La participation à ces élections législatives va avoir du mal à dépasser les 50% (personnellement, je pense qu'une élection devrait être invalidée si elle ne dépasse pas ce seuil). Les médias se sont désintéressés des élections législatives, lassés d'une année de campagne présidentielle. Mais il est de leur devoir de nous rappeler chaque jour les enjeux de ces élections.
La faible participation aura une conséquence claire : elle va accentuer la vague bleue. Car l'électeur qui ne va pas se déplacer aux urnes est le jeune qui avait mis tous ses espoirs dans la présidentielle, celui qui votait pour la première fois, celui qui est lassé des défaites successives de la gauche. Une abstention aigue fait également monter les "petits partis". Il peut donc y avoir plus de candidats MoDem, FN et Verts que prévu.
Les Français semblent se résigner au fait que Nicolas Sarkozy aura la majorité puisque c'est ce qu'on nous dit depuis deux mois. Si la gauche avait sû se battre, si le PS n'était pas divisé entre lutte intestine et implosion, elle aurait pu créer une dynamique et ramener les citoyens aux urnes une seconde fois. Ce n'était pas le cas.
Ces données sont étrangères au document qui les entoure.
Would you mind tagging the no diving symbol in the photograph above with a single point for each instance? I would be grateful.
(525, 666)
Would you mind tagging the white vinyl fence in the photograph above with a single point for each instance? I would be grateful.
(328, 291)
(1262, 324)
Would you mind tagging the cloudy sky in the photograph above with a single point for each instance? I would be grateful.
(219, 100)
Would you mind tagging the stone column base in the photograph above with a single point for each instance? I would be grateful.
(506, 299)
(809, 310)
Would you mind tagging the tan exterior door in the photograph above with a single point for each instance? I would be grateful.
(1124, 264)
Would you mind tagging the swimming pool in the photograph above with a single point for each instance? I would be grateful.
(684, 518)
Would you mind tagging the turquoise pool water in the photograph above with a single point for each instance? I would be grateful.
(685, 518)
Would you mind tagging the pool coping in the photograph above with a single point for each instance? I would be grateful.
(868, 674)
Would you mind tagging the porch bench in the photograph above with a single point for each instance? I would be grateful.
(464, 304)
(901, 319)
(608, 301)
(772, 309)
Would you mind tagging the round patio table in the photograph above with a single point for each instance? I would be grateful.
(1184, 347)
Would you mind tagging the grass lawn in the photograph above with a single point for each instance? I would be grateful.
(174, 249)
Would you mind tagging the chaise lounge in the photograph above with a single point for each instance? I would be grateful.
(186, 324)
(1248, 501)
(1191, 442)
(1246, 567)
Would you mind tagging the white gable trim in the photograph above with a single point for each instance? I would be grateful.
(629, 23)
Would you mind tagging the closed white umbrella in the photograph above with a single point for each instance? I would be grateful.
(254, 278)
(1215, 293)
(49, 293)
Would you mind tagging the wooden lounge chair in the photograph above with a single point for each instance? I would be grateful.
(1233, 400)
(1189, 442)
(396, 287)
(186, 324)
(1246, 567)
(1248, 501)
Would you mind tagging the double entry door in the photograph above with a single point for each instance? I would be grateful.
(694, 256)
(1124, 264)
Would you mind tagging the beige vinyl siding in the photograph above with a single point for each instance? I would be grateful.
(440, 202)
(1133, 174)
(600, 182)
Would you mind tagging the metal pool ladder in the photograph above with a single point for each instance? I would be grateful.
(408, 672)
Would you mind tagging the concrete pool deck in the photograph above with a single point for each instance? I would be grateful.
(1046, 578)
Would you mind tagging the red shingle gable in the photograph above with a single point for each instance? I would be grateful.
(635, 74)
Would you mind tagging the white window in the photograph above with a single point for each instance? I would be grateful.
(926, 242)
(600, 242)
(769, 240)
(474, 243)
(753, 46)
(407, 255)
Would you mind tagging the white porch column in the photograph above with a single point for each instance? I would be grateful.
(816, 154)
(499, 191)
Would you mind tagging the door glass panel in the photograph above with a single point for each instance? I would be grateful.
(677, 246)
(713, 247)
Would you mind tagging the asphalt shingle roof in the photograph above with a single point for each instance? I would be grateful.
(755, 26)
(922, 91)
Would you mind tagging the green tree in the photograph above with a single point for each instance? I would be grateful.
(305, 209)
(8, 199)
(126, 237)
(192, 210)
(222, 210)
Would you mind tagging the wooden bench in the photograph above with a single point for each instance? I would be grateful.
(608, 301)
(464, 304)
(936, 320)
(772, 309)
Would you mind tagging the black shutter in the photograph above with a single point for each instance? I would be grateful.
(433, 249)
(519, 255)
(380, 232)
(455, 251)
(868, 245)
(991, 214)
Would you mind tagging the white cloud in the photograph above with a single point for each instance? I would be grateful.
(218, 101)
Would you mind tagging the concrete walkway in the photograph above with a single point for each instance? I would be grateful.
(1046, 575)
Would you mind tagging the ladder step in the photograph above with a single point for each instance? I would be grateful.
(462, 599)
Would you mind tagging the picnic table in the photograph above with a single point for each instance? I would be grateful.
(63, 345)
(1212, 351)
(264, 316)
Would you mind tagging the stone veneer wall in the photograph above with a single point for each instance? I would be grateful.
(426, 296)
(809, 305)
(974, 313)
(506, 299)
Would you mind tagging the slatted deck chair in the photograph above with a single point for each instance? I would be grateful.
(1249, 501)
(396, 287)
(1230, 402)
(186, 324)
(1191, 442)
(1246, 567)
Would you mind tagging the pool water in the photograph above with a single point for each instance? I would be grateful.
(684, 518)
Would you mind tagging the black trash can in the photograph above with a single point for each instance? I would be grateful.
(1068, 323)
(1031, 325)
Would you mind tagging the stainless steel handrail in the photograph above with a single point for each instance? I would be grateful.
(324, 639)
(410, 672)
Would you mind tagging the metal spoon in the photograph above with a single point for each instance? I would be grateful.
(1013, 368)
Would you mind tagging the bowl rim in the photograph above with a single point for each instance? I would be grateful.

Je suis socialiste et je n'ai pas voté pour mon député et sa suppléante que je connais pourtant bien et que j'estime. Je n'ai pas voté pour eux parce qu'encore une fois, même dans une circonscription "facile", la gauche n'apporte pas les réponses. Elle se repose sur ces scrutins locaux qui lui sont généralement favorables, sur un électorat populaire (dans mon arrondissement en tout cas) qui la suit, mais ne fait pas de propositions. Je veux de propositions. La profession de fois de mon candidat était un long discours nébuleux sans idées claires, sans projet. Une demi-victoire par une demi-campagne : "Nous n'aurons pas la majorité, mais votez pour nous quand même." La profession de foi des Verts était claire, énonçait clairement ce pour quoi ils se battaient (les trois quarts des idées venaient du pacte présidentiel et auraient dû se retrouver sur le tract socialiste !).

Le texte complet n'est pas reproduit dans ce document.